In the Long run: The struggle is real

Michael Long, Sports Editor

Someone’s room can tell a lot about them. A quick glance around my room would show you the two halves of me. On one side, I have literally years worth of basketball shoes piled up, some dirty track spikes, a ton of dirty athletic clothes, my bag for weight lifting, my bag for school basketball and my bag for recreational basketball. The other side of my room is filled with notebooks, folders, schoolbooks, my school bag and my tangled chromebook charger.

All together, there is probably three square feet of my floor that is visible. This hectic mess is what I like to call the life of a student athlete.

A lot of people overlook the struggles of being a student athlete. They think playing a sport for school just takes a small amount of skill and that’s all. They don’t know about the insane amount of time that goes into playing a sport and the impact that it has.

Let me put it in perspective for those who think high school sports are not that time-consuming. Basketball season officially started on Nov. 10 and sectionals start on Feb. 27.

That’s roughly four months of basketball with practice or a game every day a week except for Sundays. Even during winter break, we still practiced almost that entire second week. That’s well over 80 hours of practice plus the 20 regular season games.

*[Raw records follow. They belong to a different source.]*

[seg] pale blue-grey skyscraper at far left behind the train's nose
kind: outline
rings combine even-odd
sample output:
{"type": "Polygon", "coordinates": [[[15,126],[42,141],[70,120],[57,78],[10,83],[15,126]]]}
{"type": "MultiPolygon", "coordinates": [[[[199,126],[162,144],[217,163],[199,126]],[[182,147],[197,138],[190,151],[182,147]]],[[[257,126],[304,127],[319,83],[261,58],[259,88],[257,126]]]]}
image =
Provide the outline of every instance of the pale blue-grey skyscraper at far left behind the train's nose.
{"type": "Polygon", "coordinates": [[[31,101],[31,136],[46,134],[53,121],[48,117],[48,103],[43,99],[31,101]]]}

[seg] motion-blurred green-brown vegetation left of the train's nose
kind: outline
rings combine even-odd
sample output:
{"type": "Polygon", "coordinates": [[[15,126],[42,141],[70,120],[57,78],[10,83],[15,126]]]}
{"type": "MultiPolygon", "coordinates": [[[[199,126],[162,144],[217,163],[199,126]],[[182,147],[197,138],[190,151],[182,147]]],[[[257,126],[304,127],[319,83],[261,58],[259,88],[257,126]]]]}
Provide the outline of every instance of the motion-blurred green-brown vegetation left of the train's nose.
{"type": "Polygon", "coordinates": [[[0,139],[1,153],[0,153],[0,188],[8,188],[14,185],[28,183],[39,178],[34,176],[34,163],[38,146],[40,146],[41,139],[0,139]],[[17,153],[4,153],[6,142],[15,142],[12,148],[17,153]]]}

That’s just the half of it all. School adds a whole other wrinkle to this balancing act. We all know what it’s like to feel buried in school assignments, so to throw that on top of everyday practice is tough. Plus, if anyone reading this is like me and decided to take a couple AP classes, then you know the workload in those can understand how it’s challenging to get through it all.

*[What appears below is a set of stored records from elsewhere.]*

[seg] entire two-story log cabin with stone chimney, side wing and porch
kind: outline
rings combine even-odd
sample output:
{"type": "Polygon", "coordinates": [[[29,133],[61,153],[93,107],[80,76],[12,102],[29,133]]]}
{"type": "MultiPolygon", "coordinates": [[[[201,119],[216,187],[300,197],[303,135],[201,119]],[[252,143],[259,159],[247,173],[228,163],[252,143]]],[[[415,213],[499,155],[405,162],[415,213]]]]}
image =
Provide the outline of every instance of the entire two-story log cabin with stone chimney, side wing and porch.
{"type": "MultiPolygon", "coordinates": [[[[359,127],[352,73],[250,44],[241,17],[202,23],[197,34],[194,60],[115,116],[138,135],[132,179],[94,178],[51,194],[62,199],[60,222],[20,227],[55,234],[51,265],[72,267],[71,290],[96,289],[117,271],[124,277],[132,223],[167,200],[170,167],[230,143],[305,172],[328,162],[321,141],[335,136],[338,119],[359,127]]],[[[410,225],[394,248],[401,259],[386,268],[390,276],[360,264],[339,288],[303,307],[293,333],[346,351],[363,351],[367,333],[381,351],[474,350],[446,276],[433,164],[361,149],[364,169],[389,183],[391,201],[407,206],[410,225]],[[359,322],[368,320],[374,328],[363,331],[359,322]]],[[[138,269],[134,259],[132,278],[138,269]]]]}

This overloaded schedule definitely takes an impact on how I perform in both classes and athletics. Waking up at 6:30 every morning, going to weights class first or second period, practicing for at least an hour after school and then doing homework until midnight every day physically beats me to a pulp.

I’m tired nearly every second of every day. Just ask my fourth period teachers (that’s usually my nap period). This fatigue causes me to miss assignments, and, as of lately, perform poorly in games.

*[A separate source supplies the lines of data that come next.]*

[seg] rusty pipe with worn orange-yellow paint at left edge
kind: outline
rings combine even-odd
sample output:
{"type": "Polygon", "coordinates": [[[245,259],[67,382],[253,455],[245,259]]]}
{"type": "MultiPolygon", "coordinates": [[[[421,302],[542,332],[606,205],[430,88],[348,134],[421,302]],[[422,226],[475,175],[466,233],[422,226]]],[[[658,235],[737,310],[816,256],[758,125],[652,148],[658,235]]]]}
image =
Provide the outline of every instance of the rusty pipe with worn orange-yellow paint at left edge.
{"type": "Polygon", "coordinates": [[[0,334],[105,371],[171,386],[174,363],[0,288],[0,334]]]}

These struggles should not go overlooked. Based on personal experience, balancing classes and sports  can lead to an imbalance in the health triangle: physical, mental and emotional health, and the NCAA states that the stressful life of student athletes can lead to anxiety and depression.

However, I know that in the long run this stress will make me and other student athletes stronger, as it prepares us for the tough road ahead called life. But right now, some slight assistance would be just dandy. We are just young kids expected to excel in athletics and in the classroom but aren’t given any extra help to ease the pressure and high demands of teachers and coaches.

The pressures of being a student athlete also makes it nearly impossible to do other things like have a job, be in a relationship or do any other extracurriculars.

You may read this and think, “Why do you still play sports if it’s so stressful?” and honestly, that’s a darn good question. The answer is because the message of “Don’t quit,” or, “Never give up,” have been imprinted on my brain over the years of playing sports. It’s been imprinted into all student athletes’ brains, and it’s the driving force as to what gets me through the struggles of being a student athlete.